Quantum Phase Transition in the Finite Jaynes-Cummings Lattice Systems

Phase transitions are commonly held to occur only in the thermodynamical limit of a large number of system components. Here, we exemplify at the hand of the exactly solvable Jaynes-Cummings (JC) model and its generalization to finite JC lattices that finite component systems of coupled spins and bosons may exhibit quantum phase transitions (QPTs). For the JC model we find a continuous symmetry-breaking QPT, a photonic condensate with a macroscopic occupation as the ground state, and a Goldstone mode as a low-energy excitation. For the two site JC lattice we show analytically that it undergoes a Mott-insulator to superfluid QPT. We identify as the underlying principle of the emergence of finite system QPTs the combination of increasing atomic energy and increasing interaction strength between the atom and the bosonic mode, which allows for the exploration of an increasingly large portion of the infinite dimensional Hilbert space of the bosonic mode. This suggests that finite system phase transitions will be present in a broad range of physical systems.

Figure 1

Analytic solution of the JC model. (a) Level crossings for the ground state for a frequency ratio $\eta =10$. (b) An effective potential $V_{\mathrm{eff}}^{\eta ,g}$ for $g=0.8$ (dashed) and $g=1.2$ (solid) for different values of $\eta =10$ and 100. (c) The total number of excitation of the ground state. As $\eta$ increases, the change near $g=1$ becomes progressively sharper, which is well described by $n_{\mathrm{sp}}(g)=\eta (g^2-g^{-2})/4$ (solid).

Figure 2

QPT of the JC model. The excitation energy $\epsilon (g)$ (left, blue solid) and the ground state coherence $⟨a⟩/\eta$ of the cavity field (right, red dashed) in the $\eta \to \infty$ limit.
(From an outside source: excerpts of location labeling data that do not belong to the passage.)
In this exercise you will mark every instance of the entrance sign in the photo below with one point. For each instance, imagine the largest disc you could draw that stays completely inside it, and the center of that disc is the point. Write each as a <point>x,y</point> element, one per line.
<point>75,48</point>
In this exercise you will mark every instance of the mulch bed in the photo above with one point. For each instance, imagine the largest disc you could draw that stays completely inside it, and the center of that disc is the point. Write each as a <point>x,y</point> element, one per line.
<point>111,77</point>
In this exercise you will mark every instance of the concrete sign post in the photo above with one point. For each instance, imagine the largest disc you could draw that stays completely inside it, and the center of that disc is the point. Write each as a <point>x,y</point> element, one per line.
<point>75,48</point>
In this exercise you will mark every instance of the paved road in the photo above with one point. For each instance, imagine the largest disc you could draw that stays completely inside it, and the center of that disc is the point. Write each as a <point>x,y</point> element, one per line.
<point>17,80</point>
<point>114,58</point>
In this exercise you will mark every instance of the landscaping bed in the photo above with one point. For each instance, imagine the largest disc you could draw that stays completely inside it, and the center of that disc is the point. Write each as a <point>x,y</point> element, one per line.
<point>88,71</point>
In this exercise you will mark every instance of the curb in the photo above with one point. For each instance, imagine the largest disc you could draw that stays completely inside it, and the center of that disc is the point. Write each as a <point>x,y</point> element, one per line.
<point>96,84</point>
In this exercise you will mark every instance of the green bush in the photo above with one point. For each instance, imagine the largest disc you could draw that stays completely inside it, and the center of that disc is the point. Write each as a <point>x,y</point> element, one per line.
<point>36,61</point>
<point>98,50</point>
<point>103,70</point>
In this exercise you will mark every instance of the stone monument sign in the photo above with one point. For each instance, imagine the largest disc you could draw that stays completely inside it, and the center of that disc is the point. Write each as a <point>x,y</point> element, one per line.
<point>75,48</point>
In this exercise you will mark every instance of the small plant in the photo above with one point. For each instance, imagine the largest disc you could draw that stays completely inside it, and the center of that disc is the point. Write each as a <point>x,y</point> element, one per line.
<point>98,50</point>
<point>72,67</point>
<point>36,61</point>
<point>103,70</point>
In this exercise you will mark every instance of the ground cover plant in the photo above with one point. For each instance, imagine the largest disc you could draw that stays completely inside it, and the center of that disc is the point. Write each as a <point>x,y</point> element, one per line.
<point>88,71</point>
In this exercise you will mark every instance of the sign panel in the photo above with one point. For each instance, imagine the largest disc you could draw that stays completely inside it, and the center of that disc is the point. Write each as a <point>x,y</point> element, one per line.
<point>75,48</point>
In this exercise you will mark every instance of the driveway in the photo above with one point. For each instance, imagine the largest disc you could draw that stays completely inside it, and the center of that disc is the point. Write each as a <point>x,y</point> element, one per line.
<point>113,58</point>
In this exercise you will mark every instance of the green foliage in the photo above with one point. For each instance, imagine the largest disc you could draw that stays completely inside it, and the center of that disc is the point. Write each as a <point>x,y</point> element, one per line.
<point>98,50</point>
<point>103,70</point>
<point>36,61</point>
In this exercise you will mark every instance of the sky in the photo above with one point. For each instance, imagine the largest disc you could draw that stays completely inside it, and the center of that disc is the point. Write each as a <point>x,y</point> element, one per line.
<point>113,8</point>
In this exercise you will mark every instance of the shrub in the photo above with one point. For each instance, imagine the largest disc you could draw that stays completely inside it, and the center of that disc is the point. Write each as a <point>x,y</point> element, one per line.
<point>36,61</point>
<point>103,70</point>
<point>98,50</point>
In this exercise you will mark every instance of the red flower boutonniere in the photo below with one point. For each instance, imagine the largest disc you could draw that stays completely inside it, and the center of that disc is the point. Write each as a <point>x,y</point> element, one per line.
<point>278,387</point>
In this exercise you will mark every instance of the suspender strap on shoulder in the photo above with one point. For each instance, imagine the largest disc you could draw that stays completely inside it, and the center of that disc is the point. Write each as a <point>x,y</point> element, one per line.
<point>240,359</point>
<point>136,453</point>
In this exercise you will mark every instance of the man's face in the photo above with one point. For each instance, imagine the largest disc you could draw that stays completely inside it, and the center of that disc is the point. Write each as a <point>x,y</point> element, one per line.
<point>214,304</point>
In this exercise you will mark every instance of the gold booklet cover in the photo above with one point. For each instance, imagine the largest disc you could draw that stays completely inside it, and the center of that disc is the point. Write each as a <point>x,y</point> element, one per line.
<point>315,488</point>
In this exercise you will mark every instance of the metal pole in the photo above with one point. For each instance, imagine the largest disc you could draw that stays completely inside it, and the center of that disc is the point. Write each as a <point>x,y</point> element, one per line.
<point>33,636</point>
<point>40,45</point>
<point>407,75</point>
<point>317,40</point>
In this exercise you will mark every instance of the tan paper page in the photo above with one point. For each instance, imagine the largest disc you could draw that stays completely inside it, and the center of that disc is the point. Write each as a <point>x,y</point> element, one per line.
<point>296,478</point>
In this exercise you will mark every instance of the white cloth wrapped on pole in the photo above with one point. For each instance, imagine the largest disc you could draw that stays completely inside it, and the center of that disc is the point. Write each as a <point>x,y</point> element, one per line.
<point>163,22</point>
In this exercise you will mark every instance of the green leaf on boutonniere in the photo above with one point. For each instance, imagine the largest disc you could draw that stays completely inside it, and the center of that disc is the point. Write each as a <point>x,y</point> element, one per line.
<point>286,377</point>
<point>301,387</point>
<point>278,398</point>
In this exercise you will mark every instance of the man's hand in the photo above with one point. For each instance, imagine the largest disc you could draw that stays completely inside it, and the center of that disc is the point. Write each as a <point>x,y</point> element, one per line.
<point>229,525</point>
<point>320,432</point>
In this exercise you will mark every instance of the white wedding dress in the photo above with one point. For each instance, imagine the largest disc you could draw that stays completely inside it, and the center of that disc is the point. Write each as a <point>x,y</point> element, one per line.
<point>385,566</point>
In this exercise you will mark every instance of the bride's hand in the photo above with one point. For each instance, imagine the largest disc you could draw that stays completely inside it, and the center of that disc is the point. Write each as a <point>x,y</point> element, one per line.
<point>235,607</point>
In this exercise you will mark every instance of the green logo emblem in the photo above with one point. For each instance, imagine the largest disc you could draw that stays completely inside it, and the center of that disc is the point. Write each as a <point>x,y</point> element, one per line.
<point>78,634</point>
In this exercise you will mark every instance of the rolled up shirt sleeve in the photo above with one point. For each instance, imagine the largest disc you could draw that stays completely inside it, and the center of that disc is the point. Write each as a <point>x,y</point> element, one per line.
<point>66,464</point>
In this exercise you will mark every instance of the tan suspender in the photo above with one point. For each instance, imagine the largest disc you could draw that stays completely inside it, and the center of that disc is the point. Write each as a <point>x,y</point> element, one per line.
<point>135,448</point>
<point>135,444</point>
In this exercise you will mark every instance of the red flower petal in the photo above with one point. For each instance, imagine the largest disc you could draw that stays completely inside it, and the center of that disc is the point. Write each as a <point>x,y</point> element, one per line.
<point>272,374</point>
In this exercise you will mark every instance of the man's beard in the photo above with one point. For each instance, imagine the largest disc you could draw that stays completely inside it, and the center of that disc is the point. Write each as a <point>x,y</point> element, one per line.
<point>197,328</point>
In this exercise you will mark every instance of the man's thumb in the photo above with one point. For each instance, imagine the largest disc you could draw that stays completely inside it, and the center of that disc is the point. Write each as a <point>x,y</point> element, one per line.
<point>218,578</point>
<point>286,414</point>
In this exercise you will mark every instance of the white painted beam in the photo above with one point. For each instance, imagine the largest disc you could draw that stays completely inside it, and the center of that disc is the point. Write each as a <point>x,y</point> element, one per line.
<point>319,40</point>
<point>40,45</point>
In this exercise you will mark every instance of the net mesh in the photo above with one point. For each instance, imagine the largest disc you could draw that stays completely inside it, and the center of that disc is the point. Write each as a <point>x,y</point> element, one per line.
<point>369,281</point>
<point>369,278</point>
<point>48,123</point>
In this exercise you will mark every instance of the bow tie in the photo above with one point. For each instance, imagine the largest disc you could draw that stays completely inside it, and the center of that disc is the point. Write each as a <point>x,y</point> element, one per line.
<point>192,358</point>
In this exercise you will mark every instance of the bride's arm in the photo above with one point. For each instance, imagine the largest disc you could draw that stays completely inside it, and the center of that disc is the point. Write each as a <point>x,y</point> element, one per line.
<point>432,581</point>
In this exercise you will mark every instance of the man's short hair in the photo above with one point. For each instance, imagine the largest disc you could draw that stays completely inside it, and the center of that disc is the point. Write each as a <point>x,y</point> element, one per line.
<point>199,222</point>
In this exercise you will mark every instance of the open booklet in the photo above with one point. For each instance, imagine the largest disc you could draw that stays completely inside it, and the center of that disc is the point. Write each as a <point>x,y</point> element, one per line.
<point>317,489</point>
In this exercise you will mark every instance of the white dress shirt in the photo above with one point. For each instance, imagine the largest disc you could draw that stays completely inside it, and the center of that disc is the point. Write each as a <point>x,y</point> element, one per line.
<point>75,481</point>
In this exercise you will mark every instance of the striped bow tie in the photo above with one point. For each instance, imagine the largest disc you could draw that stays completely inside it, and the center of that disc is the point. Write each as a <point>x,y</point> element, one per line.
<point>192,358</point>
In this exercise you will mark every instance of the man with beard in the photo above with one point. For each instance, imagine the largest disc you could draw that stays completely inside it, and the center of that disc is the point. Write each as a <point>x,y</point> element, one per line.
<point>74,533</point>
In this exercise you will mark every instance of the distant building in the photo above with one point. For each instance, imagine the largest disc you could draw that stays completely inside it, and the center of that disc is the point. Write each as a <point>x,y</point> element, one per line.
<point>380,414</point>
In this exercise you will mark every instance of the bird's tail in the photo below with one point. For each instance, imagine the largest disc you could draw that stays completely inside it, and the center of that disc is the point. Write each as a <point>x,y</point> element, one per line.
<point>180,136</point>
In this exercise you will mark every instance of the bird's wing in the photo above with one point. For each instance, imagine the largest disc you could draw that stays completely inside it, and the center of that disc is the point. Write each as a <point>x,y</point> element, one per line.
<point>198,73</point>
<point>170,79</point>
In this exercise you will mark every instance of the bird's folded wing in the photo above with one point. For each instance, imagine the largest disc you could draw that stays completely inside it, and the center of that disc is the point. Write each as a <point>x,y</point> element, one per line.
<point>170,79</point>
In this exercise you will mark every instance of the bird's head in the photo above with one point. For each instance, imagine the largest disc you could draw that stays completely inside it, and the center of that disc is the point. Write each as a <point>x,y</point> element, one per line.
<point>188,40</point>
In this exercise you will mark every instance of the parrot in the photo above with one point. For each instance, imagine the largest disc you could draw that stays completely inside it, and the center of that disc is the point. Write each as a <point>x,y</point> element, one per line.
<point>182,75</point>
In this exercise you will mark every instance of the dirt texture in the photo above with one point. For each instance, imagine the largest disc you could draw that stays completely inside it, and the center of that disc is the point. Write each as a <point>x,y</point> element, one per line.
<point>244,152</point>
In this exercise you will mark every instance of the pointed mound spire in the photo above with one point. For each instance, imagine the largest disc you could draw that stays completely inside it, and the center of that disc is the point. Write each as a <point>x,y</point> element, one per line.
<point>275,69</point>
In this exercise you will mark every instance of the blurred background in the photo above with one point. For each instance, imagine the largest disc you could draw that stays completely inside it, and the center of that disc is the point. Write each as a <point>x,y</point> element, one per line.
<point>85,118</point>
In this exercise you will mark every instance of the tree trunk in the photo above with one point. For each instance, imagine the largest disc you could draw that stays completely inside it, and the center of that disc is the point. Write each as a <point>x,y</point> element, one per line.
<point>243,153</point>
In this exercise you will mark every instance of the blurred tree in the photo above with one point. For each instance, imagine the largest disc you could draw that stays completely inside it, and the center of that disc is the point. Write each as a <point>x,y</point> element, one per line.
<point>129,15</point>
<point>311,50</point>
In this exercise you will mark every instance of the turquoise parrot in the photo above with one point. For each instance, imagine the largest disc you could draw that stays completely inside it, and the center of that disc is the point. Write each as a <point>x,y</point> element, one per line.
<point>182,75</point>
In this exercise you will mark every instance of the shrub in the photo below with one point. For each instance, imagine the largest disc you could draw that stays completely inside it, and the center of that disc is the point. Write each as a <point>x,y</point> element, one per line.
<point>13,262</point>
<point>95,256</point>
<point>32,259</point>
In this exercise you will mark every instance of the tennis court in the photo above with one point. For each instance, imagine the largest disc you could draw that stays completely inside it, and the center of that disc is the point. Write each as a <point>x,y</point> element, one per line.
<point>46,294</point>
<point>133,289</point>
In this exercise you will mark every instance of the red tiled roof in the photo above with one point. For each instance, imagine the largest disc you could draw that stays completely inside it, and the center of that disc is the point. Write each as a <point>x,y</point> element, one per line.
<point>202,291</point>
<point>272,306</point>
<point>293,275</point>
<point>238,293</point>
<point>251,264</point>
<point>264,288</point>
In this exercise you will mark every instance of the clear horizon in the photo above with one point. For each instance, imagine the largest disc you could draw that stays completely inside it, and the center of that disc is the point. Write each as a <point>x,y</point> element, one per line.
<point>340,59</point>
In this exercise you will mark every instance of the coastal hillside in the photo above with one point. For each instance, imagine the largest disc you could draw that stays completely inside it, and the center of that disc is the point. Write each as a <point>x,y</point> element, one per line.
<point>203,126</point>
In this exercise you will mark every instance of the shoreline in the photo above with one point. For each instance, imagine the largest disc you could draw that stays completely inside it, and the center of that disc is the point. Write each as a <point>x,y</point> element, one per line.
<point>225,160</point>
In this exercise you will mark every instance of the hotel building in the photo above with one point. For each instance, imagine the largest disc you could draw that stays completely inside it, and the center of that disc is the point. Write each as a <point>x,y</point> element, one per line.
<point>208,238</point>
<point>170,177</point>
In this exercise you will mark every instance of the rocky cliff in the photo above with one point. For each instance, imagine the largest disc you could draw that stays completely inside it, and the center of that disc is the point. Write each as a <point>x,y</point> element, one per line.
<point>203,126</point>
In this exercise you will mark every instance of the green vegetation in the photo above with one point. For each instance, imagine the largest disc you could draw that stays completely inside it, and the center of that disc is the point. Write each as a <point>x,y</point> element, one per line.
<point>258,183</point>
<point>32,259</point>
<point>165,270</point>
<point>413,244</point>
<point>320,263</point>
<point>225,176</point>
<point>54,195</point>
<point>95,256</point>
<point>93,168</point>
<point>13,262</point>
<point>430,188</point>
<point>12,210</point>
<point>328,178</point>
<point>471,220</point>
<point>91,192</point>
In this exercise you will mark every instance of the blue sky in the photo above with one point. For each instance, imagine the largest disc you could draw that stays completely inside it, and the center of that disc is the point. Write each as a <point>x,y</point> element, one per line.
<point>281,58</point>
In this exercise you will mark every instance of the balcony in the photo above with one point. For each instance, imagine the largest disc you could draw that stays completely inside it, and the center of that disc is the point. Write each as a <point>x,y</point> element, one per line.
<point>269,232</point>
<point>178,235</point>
For $g>1$, the $U(1)$ symmetry of the JC model is broken, leading to a Goldstone mode and a nonzero coherence.

Figure 3

JC lattice model. (a) Phase diagram in the $(g,J)$ plane. (b) Excitation energy of the antisymmetric ($b_1$) and symmetric ($b_2$) normal mode as a function of $g$ for $J/{\omega }_0=0.1$. At the critical point, where the $b_1$ mode becomes the Goldstone mode, the first derivative of the excitation energy of the $b_2$ mode becomes discontinuous.